Já em Filippo, o TEA se manifestou de forma diferente. Mais dócil e risonho e até mais falante, ele repetia frases rapidamente, a ponto de os pais não conseguirem entendê-lo. Florence desconfiou e, mais uma vez, recorreu a Thelma, que deu novo diagnóstico. Florence relata que a família sofre preconceito por ser numerosa, mas, sobretudo, por ter dois filhos autistas. Belo Horizonte, ela avalia, não é uma capital preparada para acolher as demandas das crianças com TEA. "Não há escolas nem estabelecimentos comerciais preparados. Na porta da minha casa, há um comunicado informando que ali vivem autistas. As pessoas não estão educadas ainda para compreender que uma crise não é uma falta de educação, não é um ‘piti’", lamenta.
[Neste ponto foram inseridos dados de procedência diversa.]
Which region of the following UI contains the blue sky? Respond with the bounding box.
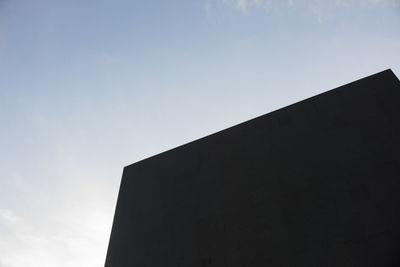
[0,0,400,267]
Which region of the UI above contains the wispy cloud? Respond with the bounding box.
[214,0,400,22]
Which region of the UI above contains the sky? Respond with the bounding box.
[0,0,400,267]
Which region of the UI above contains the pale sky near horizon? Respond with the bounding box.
[0,0,400,267]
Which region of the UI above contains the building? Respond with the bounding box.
[105,70,400,267]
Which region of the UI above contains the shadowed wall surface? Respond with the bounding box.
[105,70,400,267]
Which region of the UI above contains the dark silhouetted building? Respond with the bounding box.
[105,70,400,267]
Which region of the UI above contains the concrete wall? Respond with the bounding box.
[105,70,400,267]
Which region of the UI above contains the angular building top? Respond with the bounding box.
[105,70,400,267]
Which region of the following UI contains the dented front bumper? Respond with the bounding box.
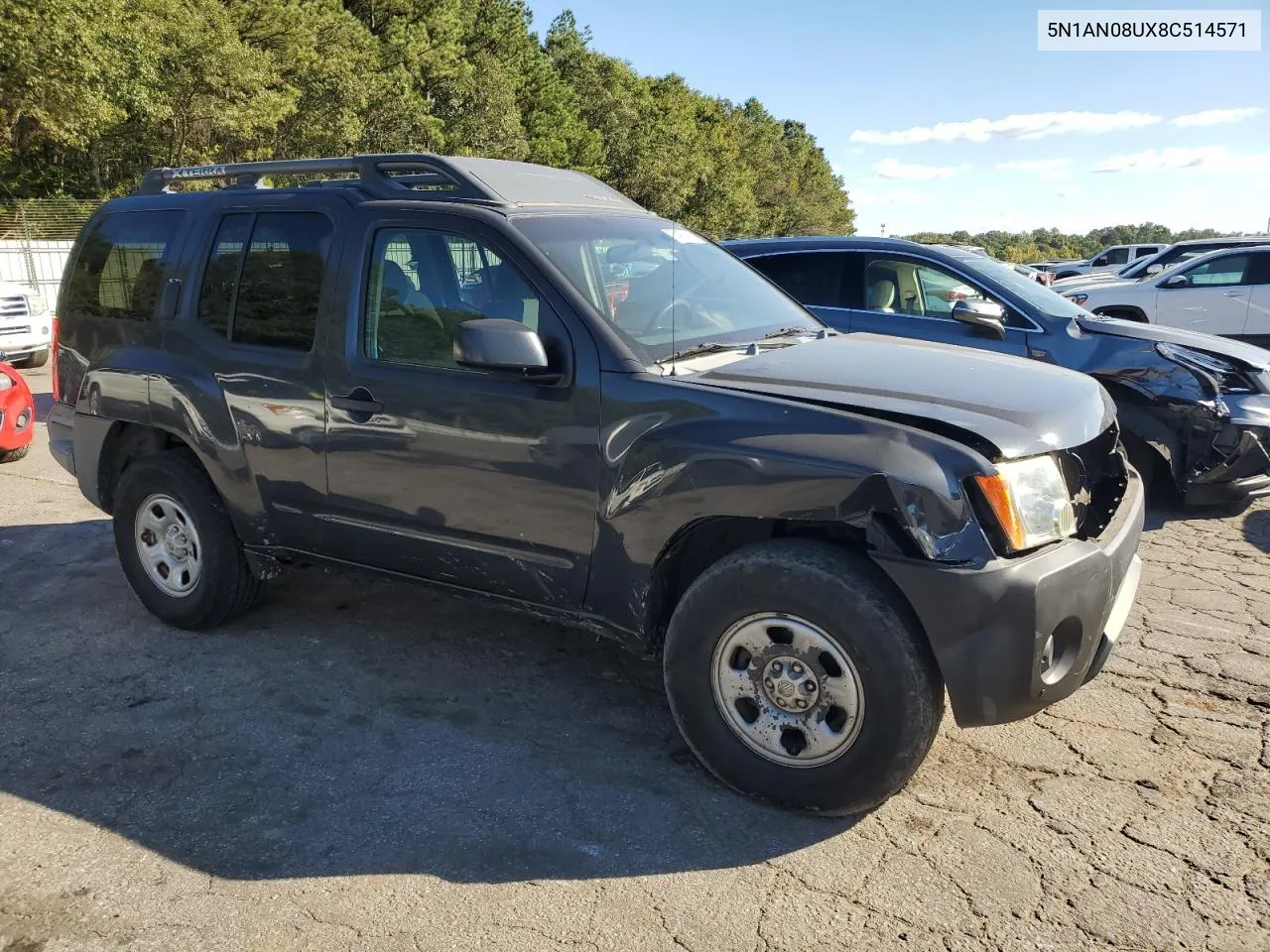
[1184,394,1270,505]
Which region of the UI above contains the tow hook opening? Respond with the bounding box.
[1038,616,1082,684]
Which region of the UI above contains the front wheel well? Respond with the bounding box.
[644,513,913,652]
[98,422,190,513]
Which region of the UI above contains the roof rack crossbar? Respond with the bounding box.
[133,153,504,202]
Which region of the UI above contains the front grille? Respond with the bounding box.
[0,295,31,317]
[1058,422,1129,538]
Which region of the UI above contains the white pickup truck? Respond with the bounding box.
[0,281,54,367]
[1054,244,1166,281]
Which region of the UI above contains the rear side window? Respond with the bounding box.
[59,209,186,321]
[198,212,331,350]
[747,251,844,307]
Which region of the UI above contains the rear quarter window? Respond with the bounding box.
[59,209,186,321]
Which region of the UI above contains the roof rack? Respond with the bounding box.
[132,153,649,214]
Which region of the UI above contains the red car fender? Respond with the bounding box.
[0,362,36,453]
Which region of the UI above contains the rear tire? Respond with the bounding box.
[663,539,944,813]
[113,450,260,630]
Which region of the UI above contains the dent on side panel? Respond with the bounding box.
[150,358,267,544]
[586,375,990,642]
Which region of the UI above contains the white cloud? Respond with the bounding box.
[874,159,958,180]
[1093,146,1270,173]
[851,112,1163,146]
[997,159,1072,181]
[847,187,933,205]
[1172,105,1265,128]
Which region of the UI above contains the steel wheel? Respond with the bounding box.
[710,613,865,767]
[132,493,203,598]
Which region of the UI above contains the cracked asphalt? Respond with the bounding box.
[0,371,1270,952]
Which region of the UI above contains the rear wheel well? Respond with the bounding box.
[644,513,916,652]
[98,422,190,513]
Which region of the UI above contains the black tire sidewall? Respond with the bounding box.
[112,452,252,629]
[663,543,944,813]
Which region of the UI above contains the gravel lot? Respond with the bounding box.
[0,371,1270,952]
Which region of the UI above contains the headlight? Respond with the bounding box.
[1156,344,1257,394]
[974,456,1076,552]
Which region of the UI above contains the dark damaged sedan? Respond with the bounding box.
[722,237,1270,505]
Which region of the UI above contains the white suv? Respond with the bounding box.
[1063,245,1270,346]
[0,281,54,367]
[1054,244,1165,281]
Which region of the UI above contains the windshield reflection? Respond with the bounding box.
[513,216,822,364]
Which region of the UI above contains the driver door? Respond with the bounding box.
[844,253,1028,357]
[325,213,599,608]
[1156,253,1252,336]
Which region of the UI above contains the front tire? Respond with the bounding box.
[113,450,260,630]
[663,539,944,813]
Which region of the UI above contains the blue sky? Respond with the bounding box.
[520,0,1270,235]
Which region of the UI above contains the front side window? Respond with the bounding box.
[198,212,331,350]
[749,251,845,307]
[362,228,550,368]
[1183,255,1252,289]
[512,214,823,363]
[865,258,1021,326]
[59,210,186,321]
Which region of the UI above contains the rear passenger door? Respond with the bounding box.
[315,210,599,608]
[151,190,349,551]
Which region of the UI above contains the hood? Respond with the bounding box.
[1051,272,1133,291]
[693,334,1115,458]
[1076,313,1270,371]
Entre os desafios que as famílias com crianças com TEA enfrentam, Florence destaca ainda que o transtorno costuma vir com outras doenças associadas, como TDAH, depressão e o Transtorno Opositivo Desafiador (TOD). Há, ainda, o luto de pais e mães, baixa autoestima e alta taxa de suicídio de mães e autistas adultos. Não é raro o abandono do lar pelos maridos, que deixam as esposas e filhos quando recebem o diagnóstico de uma criança atípica. "Os espectros são diferentes, e por isso é importante buscar orientação especializada e tratamento para os sintomas, ainda que não se tenha um diagnóstico fechado", afirma Florence. "Hoje, trabalhamos para informar e acolher cada vez mais pessoas sobre o TEA. O Montando um Time está em busca de parcerias e apoio de todos que se interessam pela nossa causa, para que possamos ter uma Belo Horizonte um estado de Minas Gerais mais inclusivo.".